I was reading a formulation of piecewise-deterministic Markov process $\Pi_t$, $ t \in \mathbb{R}_+$. In particular $\Pi_t$ is defined as $\Pi_t = P (X_t | \mathcal{F}_{\lfloor t/ \Delta \rfloor}) $, where $X_t$ is a continuous time homogeneous Markov Chain. I understand the part for $\Pi_{n \Delta} $, where $\Delta $ is some fixed time unit. Now I'm confused with the different formulation of for time $t \in (n \Delta, (n+1) \Delta)$ and the derivation is the following
\begin{equation} \frac{d\Pi_t}{dt} = lim_{h \rightarrow 0^+} \frac{\Pi_{t+h} - \Pi_t}{h} = lim_{h \rightarrow 0^+} \frac{E(I_{t+h} - I_t | \mathcal{F_{ \lfloor t/ \Delta \rfloor}})}{h} = \Pi_t Q \end{equation}
where the indicator function $I_t = [I_{\{X_t =1\}}, ..., I_{\{X_t $.= N+1\}}]$ , and $Q = p_{ij}$ is the matrix of transition probabilities of $X_t$ from state $ i $ to $j$.( Note that $X_t$ is continuous time homogenous, and for each $p_{ij} \in Q$,
$p_{ij} = lim_{h \rightarrow 0^+} \frac{P(X_{t+h} = j | X_t = i)}{h}$
So I don't understand how to derive the last equality , from the limit taking $h \rightarrow 0^+$ to $\Pi_t Q$ explicitly, although I conceptually feel the meaning of $\Pi_t Q $ indicates instaneous trasition of $X_t$ at time $t$. So can anyone help me see the derivation of the last equality ? Or does it simply follow from the meaning of the definition that Q generates the homogeneous Markov Chain $X_t$?

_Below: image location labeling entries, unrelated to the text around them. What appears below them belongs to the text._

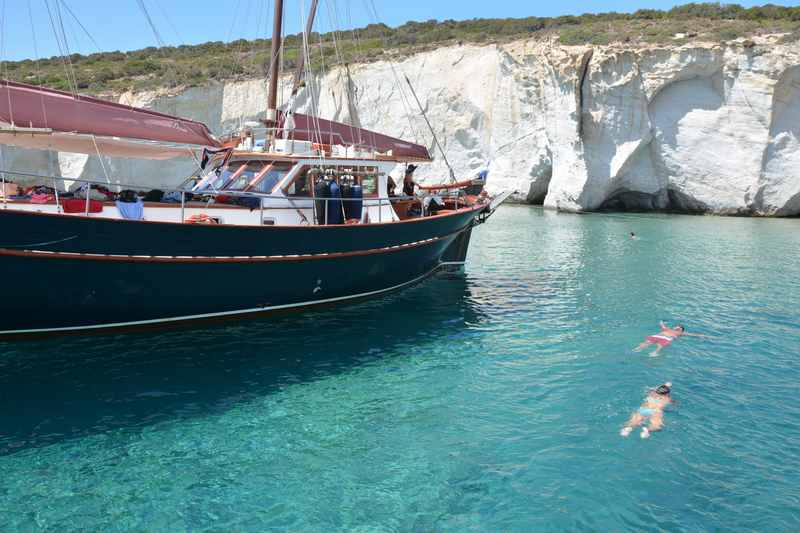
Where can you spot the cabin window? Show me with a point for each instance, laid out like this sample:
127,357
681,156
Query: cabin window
270,179
301,185
242,177
369,184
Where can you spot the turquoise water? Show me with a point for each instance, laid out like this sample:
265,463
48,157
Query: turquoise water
489,402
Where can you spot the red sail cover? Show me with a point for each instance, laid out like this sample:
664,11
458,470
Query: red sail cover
318,130
28,106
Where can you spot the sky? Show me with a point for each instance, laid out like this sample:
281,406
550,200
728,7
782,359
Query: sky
26,30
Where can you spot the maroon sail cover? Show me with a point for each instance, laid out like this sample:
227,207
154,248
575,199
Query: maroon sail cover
29,106
318,130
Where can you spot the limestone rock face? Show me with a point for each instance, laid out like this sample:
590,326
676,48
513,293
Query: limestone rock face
700,127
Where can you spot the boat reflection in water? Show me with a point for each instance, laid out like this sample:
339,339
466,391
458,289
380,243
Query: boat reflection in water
76,387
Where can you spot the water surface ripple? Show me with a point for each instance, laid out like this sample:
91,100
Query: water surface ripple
485,402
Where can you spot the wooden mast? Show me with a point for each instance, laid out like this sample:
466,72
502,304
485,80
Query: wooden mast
301,56
274,63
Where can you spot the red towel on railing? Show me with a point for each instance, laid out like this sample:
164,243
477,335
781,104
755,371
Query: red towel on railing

A second question is that from the derivation $\frac{d\Pi_t}{dt} = \Pi_t Q$, I know it can easily derive $\Pi_t = C \cdot exp(tQ)$. However it directly concludes $\Pi_t =\Pi_{\lfloor t/\Delta \rfloor \Delta} exp((t- \lfloor t/ \Delta \rfloor \Delta ) Q))$. I wasn't sure how to obtain this derivation with $\Pi_{\lfloor t / \Delta \rfloor \Delta}$, can anyone help with some insights ? Thanks very much!